We continue our Rural Teacher Spotlight with Karen Ashmore, teacher and superintendent at Mattole Unified. Mattole Unified will be working with Rural Debate Initiative this fall. Karen is interested in partnering with the Rural Debate Initiative because she would like her students to have competitive opportunities outside of sports and in an academic setting. She also hopes for her students to learn more about public speaking, communication skills, and using their own voice through debate.
Karen Ashmore did not start her career as an educator. Instead, she worked as a biochemist in the Bay Area, managing an environmental testing lab. However, her career path changed when she decided to start a homestead in Humboldt County, complete with renewable energy and organic gardens. There, she became an active volunteer in her children’s classrooms. As some of her children’s teachers began to retire, they encouraged Karen to get her teaching credentials, which she did. She has been an educator ever since.

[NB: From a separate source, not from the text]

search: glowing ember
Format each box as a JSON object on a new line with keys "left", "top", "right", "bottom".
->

For Karen, one of the best parts about teaching is that it has been "really fulfilling on a lot of levels." She loves helping students. Finding ways to help them problem-solve and grow has been a highlight of teaching for Karen. She also loves witnessing students who arrive as kindergartners eventually graduate as young adults. "It's wonderful to be involved with the whole span of growth," she says.
"It's wonderful to be involved with the whole span of growth."
Karen's school serves an incredibly large geographic area. However, due to large landholdings, rugged terrain, and lots of government-owned land, the population her school serves is very small. The high school and elementary school share the same campus and have no more than fifty students per year. Karen appreciates that the small student population allows for more personalized instruction and small group work, which helps every student flourish.
The remoteness of their location enriches the community in many ways. It's impossible to deny how beautiful the surroundings are. The drive to her town takes about ninety minutes and includes an old grove forest, sprawling, forested mountains, the scenic Mattole River, and a brilliant view of the Pacific Ocean. Another aspect of the community Karen highlights is their orientation towards the arts. She has found that her fellow community members bring unique histories and background to the table, and this is something she has loved incorporating in the classroom as well. Community members will give guest lectures or participate in project-based learning. Right now, community members are working with students to produce an original play, which will eventually travel for performances in other theaters. For high school students, community members can also serve as mentors in a unique program that allows students, in the last few weeks of class, to explore areas of personal interest. With such varied backgrounds, the community has been able to support many students in expanding their perspectives.
She has found that her fellow community members bring unique histories and background to the table, and this is something she has loved incorporating in the classroom as well.
One of Karen's most memorable moments as an educator has been keeping in contact with a student who began as a kindergartner her first year of teaching. When the student returns to the area in the summers, she and Karen are able to catch up, and Karen loves being able to bear witness to her growth. It's "special to be able to have that kind of contact still," she says, "that feeling that this is always going to be her place -- as her home or second home, no matter where she happens to go."